OneMain Financial Jobs

Job Information

IBM AI Performance Analyst in Bangalore, India

Introduction

At IBM Infrastructure & Technology, we design and operate the systems that keep the world running. From high-resiliency mainframes and hybrid cloud platforms to networking, automation, and site reliability. Our teams ensure the performance, security, and scalability that clients and industries depend on every day. Working in Infrastructure & Technology means tackling complex challenges with curiosity and collaboration. You’ll work with diverse technologies and colleagues worldwide to deliver resilient, future-ready solutions that power innovation. With continuous learning, career growth, and a supportive culture, IBM provides the opportunities to build expertise and shape the infrastructure that drives progress.

The IBM Z Software Performance team is responsible for designing, executing, and analyzing stress workloads and benchmarks on IBM Z and LinuxONE systems to ensure these platforms meet stringent customer expectations for reliability, scalability, and performance.

The team develops and maintains a suite of tools and automation scripts to support:

  • Performance environment setup and configuration

  • Performance measurements and data capture

  • Data storage in centralized repositories

  • Presentation and visualization of performance metrics

  • Analysis and comparison of captured data across multiple scenarios

Your role and responsibilities

Your Role and Responsibilities*

As a AI Performance Analyst you will be responsible for:

  • Design and implement benchmarks and stress workloads for AIU IO Cards, ensuring they remain current and relevant.

  • Set up benchmarks and stress workloads, including configuring the underlying AIU IO Card for various performance scenarios.

  • Automate performance measurements and streamline data collection processes for benchmarks and stress workloads.

  • Develop and enhance data collection and analysis tools to improve efficiency and accuracy.

  • Execute performance benchmarks and stress workloads to validate system performance.

  • Analyze performance measurements and collected data to identify bottlenecks and resolve performance issues.

  • Collaborate with development teams across the stack (IBM Z Hardware, IBM Research, IBM AIU application stack, Middleware/Applications) to guide and support performance optimization efforts related to configurations.

Required technical and professional expertise

  • Overall Experience: 5-10 years in performance measurement, analysis, and system testing.

  • Education: Bachelor’s degree in Computer Science or Information Science.

Technical Skills

AI/ML Knowledge:

Basic understanding of ML/AI model architecture, training, and inferencing.

3+ years of experience with PyTorch, Tensorflow, vLLM

Development & Automation:

Proficiency in source code repository systems (e.g., Git).

Strong scripting and test automation skills.

System & Containerization:

Basic Linux administration skills.

Hands-on experience with Docker and Podman containers.

Solid understanding of Operating System fundamentals and Computer Architecture concepts.

Basic experience in performance analysis of applications/systems and familiarity with performance tools.

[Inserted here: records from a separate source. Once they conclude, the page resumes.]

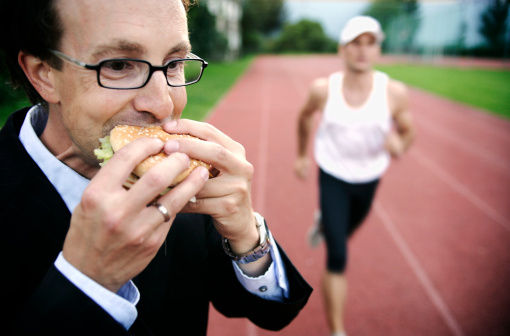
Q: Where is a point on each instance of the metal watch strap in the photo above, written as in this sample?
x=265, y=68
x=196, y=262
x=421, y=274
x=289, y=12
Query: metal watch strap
x=259, y=251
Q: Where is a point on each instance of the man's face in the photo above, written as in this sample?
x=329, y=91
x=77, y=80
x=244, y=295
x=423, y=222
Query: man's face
x=95, y=30
x=361, y=53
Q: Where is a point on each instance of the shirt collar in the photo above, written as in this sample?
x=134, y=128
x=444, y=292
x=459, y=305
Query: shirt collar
x=69, y=184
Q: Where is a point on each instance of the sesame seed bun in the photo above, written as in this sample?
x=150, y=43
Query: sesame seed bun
x=123, y=134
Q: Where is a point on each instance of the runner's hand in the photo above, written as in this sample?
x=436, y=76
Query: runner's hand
x=301, y=167
x=394, y=145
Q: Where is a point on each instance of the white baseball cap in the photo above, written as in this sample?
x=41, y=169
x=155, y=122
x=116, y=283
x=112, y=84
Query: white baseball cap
x=359, y=25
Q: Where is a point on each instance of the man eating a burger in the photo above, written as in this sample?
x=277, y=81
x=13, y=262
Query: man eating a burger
x=85, y=255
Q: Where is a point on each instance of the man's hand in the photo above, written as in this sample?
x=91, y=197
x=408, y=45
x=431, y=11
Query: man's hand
x=227, y=197
x=114, y=234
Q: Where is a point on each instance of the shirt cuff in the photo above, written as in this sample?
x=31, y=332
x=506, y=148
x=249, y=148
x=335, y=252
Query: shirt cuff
x=272, y=285
x=121, y=305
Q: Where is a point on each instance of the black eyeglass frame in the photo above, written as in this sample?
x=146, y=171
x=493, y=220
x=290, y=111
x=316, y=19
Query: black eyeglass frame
x=152, y=68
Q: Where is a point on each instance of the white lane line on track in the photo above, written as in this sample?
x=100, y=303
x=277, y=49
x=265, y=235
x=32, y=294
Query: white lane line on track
x=461, y=188
x=419, y=271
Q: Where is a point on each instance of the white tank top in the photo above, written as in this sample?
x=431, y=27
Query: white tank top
x=349, y=143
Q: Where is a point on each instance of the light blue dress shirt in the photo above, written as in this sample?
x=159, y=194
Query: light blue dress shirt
x=272, y=285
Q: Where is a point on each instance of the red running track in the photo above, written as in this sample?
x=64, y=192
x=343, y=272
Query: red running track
x=433, y=257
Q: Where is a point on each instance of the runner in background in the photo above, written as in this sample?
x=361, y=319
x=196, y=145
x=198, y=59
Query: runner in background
x=365, y=121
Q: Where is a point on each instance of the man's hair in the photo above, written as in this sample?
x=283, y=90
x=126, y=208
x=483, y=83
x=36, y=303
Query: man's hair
x=34, y=27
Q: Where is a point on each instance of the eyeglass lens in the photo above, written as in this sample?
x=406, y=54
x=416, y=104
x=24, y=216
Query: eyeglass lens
x=123, y=74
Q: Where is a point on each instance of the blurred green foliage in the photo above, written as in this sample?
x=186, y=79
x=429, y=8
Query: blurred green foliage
x=304, y=36
x=260, y=19
x=399, y=20
x=483, y=88
x=10, y=99
x=207, y=42
x=494, y=27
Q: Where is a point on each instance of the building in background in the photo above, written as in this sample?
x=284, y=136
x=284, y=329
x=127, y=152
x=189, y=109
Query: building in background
x=228, y=18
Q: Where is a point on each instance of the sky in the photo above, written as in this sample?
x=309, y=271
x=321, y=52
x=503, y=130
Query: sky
x=441, y=20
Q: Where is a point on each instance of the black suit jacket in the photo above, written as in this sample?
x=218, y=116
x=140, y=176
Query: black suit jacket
x=176, y=287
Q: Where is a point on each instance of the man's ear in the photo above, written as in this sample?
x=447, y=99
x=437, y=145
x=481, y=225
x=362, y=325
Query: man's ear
x=40, y=74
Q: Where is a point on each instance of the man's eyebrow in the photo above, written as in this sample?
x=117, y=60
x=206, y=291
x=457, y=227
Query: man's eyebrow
x=118, y=46
x=133, y=47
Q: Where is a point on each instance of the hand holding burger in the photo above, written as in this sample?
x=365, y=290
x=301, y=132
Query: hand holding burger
x=123, y=134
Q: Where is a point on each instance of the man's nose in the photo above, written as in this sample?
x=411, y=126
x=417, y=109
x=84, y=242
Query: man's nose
x=155, y=97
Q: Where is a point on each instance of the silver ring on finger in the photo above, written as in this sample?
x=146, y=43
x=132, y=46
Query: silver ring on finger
x=163, y=210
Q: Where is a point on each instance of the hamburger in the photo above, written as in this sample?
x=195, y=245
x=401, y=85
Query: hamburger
x=123, y=134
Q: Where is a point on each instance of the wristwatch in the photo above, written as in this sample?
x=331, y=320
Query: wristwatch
x=259, y=251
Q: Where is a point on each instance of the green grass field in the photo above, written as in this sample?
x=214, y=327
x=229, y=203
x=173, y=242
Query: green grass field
x=216, y=81
x=483, y=88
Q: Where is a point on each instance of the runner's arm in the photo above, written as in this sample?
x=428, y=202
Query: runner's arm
x=314, y=103
x=400, y=140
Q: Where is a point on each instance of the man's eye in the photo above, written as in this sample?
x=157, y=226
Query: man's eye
x=117, y=65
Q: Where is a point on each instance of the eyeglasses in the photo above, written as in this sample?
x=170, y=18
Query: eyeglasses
x=130, y=73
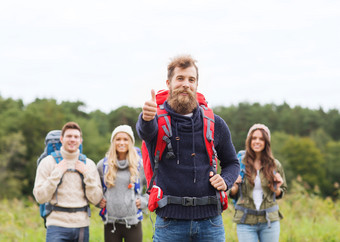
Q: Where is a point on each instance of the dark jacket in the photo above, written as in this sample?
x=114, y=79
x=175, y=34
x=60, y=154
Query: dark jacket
x=188, y=175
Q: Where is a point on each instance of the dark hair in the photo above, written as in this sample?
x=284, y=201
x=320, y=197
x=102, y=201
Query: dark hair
x=183, y=61
x=70, y=125
x=267, y=160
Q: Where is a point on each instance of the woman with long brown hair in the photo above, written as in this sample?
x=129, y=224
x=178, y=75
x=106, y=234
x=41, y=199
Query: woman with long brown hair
x=256, y=211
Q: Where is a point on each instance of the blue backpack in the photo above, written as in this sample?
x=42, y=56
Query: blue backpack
x=52, y=147
x=137, y=186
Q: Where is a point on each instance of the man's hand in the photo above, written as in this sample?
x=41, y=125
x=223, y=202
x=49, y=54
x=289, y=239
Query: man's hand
x=80, y=167
x=138, y=203
x=217, y=182
x=150, y=108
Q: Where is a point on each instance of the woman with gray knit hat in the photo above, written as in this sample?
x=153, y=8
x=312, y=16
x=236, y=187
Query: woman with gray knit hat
x=123, y=202
x=260, y=183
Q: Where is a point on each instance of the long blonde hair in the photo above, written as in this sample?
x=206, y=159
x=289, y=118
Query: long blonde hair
x=131, y=156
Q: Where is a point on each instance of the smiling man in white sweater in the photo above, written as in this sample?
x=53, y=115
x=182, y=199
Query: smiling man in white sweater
x=68, y=187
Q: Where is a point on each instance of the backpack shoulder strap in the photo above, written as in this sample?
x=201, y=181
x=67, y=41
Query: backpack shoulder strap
x=208, y=132
x=57, y=156
x=240, y=156
x=164, y=128
x=82, y=158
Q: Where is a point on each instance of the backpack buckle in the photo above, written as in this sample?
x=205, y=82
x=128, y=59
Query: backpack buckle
x=189, y=201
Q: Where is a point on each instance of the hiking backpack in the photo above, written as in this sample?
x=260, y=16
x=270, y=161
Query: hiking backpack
x=136, y=186
x=246, y=211
x=52, y=147
x=163, y=141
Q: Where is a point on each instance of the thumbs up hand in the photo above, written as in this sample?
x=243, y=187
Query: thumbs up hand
x=150, y=108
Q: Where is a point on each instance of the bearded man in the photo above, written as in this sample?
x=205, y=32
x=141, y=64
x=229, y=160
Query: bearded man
x=186, y=178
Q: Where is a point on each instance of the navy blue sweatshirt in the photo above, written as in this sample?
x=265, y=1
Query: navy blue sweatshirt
x=187, y=175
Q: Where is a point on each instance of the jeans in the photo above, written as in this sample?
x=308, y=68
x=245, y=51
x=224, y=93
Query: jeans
x=258, y=232
x=171, y=230
x=61, y=234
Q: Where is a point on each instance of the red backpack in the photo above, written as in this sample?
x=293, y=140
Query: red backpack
x=163, y=140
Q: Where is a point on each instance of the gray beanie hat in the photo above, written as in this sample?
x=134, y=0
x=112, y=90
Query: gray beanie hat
x=259, y=126
x=123, y=128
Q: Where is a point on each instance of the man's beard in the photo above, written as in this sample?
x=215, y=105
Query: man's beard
x=182, y=104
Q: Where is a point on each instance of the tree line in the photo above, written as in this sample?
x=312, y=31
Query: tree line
x=306, y=141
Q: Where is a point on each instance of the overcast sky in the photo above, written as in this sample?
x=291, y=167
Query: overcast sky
x=112, y=53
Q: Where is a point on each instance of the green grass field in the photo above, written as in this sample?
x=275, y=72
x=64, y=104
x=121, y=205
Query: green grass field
x=306, y=218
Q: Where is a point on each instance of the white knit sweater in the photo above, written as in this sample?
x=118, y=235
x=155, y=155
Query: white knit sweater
x=70, y=191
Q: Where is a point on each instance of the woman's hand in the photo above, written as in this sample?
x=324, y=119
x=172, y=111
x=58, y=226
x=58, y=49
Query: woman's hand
x=102, y=203
x=138, y=203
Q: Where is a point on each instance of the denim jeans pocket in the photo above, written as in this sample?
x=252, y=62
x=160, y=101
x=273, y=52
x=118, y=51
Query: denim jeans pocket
x=162, y=223
x=216, y=221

Hands-on experience in functional and performance testing of multi-tiered applications.

Additional Skills:

Exposure to Agile methodologies and ability to apply agile concepts effectively.

Strong presentation skills and ability to communicate technical concepts clearly.

Collaborative team player with excellent interpersonal and communication skills.

Programming Languages and scripts:

Python, C/C++, Bash, Ansible, Java

Preferred technical and professional experience

  • Master’s degree in Information Technology, Computer Science, or Computer Engineering.

  • AI/ML & Model Serving

  • Know‑how in Transformer model design and modification (architecture tuning, fine‑tuning, optimization).

  • Hands-on experience with TensorFlow and model inference serving using TensorFlow Serving, NVIDIA Triton Inference Server, and vLLM.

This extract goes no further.